My current plans in respect to PulseAudio are trying to get 0.9.15 in stable to replace the ancient 0.9.9. What has stopped PulseAudio to go stable up to this point has been exactly two dependencies: OpenRC and libtool 2.2. Originally, the idea was to keep PulseAudio only compatible with OpenRC and no longer with baselayout 1; it was supposed to go stable pretty soon and the baselayout 1 init script was so scarily incomplete that we simply preferred not have to support it.

Unfortunately, there is still no date for OpenRC to go stable, if it’ll go at all in its current form. At the same time, Lennart has seriously warned against system wide mode (even though there are still valid use cases for which Gentoo often is used!) so keeping the new versions off from stable for a “minor” feature that is not even recommended to be used sounds like a bad plan.

For this reason I’ve now split the ebuild in two versions: one will keep the system mode support, with the system mode warnings, the init script and all the niceties, and the other won’t, and won’t depend on OpenRC at all; the latter is what is supposed to go stable and what stable users should locally unmask if they want PulseAudio.

Let me state again: if you want newer PulseAudio and you’re in stable explicitly request the -r1 version, not the -r50!.

Unfortunately while I should be able to ask for stable right away for what concerns time and bugs, there are a few dependencies, which include libtool 2.2 which is not stable yet (and I think it should be, the tinderbox haven’t found many libtool 2.2 bugs lately and quite a few packages started requiring that, rather than just a generic libtool that 1.5 is compatible with).

I still have no real plans for the realtime support; while Lennart released rtkit (does anybody find it concerning that Linux started having packages with names vaguely similar to those from Apple’s OS X?), it needs a patched kernel, which means I should probably be pestering our kernel team to get those patches included before we can actually provide it, even optionally.

This week I hope to be able to work on mpd too, so that the Gentoo packaging plays nice with PulseAudio (right now the fact that you have to run it with a different user forces you to use a systemwide instance).

Slimming down the portage tree

So while I’ve got the tinderbox turned off I’ve been taking care of a few different QA duties that I’m probably not supposed to do but I’m sure to help Gentoo. I’m actually pretty sure that this kind of tasks might actually be even more interesting for users than what I’ve been doing with the tinderbox.

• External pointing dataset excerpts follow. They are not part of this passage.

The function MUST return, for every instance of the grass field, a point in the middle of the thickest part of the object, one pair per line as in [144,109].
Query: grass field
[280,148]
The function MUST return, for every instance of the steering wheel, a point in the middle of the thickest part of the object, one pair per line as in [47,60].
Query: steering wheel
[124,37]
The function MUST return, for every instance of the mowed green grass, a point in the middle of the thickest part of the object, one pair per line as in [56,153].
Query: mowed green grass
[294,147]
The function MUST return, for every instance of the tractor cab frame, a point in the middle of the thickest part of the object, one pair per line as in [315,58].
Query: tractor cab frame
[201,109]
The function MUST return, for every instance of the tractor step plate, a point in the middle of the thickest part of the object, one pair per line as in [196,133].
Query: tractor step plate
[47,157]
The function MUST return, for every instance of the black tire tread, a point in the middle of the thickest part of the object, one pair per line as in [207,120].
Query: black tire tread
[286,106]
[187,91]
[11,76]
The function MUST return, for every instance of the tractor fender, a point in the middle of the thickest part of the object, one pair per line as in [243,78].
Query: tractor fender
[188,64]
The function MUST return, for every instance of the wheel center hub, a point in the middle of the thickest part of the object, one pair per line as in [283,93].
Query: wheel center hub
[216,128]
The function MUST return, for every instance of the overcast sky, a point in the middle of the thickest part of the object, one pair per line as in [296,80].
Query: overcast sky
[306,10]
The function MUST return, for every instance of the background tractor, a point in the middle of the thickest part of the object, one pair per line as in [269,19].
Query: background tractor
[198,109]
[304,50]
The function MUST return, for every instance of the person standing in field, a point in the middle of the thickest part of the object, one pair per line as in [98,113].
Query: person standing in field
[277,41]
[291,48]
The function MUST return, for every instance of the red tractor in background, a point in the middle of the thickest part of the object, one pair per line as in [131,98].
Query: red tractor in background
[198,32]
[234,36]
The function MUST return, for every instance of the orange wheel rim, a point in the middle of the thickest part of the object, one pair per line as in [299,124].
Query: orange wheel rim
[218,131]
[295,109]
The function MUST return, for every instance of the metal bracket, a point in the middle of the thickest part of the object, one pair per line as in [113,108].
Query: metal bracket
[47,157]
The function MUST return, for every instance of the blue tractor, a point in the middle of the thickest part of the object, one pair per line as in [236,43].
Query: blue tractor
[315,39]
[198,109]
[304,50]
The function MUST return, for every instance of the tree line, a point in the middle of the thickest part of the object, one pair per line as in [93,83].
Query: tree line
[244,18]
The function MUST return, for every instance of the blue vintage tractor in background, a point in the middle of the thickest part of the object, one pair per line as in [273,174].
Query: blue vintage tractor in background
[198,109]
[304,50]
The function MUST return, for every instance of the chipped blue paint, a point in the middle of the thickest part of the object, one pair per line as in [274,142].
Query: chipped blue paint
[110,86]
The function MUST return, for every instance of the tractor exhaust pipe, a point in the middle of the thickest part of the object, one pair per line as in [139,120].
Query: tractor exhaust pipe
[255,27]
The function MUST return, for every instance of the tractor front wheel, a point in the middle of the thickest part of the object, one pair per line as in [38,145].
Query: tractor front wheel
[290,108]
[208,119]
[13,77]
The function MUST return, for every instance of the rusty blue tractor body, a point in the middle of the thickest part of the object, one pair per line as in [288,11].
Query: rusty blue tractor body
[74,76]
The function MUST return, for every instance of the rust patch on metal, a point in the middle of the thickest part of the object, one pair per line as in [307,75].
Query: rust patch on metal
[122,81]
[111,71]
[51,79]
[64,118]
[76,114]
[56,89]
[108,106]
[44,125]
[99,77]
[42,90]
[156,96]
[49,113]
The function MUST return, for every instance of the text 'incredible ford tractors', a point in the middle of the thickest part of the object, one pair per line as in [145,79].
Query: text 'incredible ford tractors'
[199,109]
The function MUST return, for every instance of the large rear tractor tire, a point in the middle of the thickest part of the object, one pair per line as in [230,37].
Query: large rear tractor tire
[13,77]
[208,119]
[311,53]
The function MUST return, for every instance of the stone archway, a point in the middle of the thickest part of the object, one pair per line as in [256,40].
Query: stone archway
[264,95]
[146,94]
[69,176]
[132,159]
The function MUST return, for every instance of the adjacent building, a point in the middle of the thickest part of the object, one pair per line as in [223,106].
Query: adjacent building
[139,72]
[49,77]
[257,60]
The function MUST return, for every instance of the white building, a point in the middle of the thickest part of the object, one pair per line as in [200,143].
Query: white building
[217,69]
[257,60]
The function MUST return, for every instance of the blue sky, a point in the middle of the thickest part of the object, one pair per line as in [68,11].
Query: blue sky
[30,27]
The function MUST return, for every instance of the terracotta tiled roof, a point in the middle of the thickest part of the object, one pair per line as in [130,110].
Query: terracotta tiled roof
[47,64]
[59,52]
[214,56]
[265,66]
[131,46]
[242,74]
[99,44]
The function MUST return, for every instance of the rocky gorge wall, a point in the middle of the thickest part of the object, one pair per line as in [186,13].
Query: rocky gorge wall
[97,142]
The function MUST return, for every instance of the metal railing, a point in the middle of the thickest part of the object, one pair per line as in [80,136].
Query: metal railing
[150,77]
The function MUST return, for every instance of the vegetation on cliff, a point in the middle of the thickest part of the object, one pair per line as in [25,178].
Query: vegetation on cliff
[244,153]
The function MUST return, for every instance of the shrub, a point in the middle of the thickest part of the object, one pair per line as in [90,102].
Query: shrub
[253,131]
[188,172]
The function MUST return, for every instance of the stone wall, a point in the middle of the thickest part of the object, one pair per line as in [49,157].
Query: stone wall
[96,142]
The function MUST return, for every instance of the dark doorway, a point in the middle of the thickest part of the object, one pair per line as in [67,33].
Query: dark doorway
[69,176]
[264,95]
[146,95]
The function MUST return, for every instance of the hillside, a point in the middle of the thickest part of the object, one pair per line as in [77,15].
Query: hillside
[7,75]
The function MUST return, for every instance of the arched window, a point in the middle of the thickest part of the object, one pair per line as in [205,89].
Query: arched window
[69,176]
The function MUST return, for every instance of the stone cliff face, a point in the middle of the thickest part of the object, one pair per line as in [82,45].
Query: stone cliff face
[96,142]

While the tinderbox’s main goal is to be able to find the broken software that is in the tree, this usually produces just a lot of work for other developers (bugs to fix) and a few extra side-effects like identifying smaller QA violations and some very broken package that I have been last riting and that will be removed over the course of the next two months.

On the other hand, the manual analysis I’ve been doing tonight aims to check the actual stuff that is added to the tree, like binary files or big files directories. For those wondering why I’m on a crusade against binary files in the tree, I have to say that first of all, CVS makes it difficult to handle binary files, and this makes them unsuitable for being added to the tree. Additionally, binary files in the tree often mean there is something else broken with the packages: compressed big patches (that still keep big) and huge, messed up files directory with unused content, and stuff like that.

I’ve been able to shave a few kilobytes off the tree by moving a few files on the mirrors and removing the big files from the tree; but I’ve also started sending last rites for the packages that have this kind of issues and I don’t see as being ready to be fixed sometime soon. Interestingly enough, it turns out like there is enough cross-over between the packages that fail, that have QA issues and that are polluting the tree with too-big files directories and so on.

So please don’t get mad at me again if I masked for removal a package you use: if you want to keep it in the tree, please get it fixed.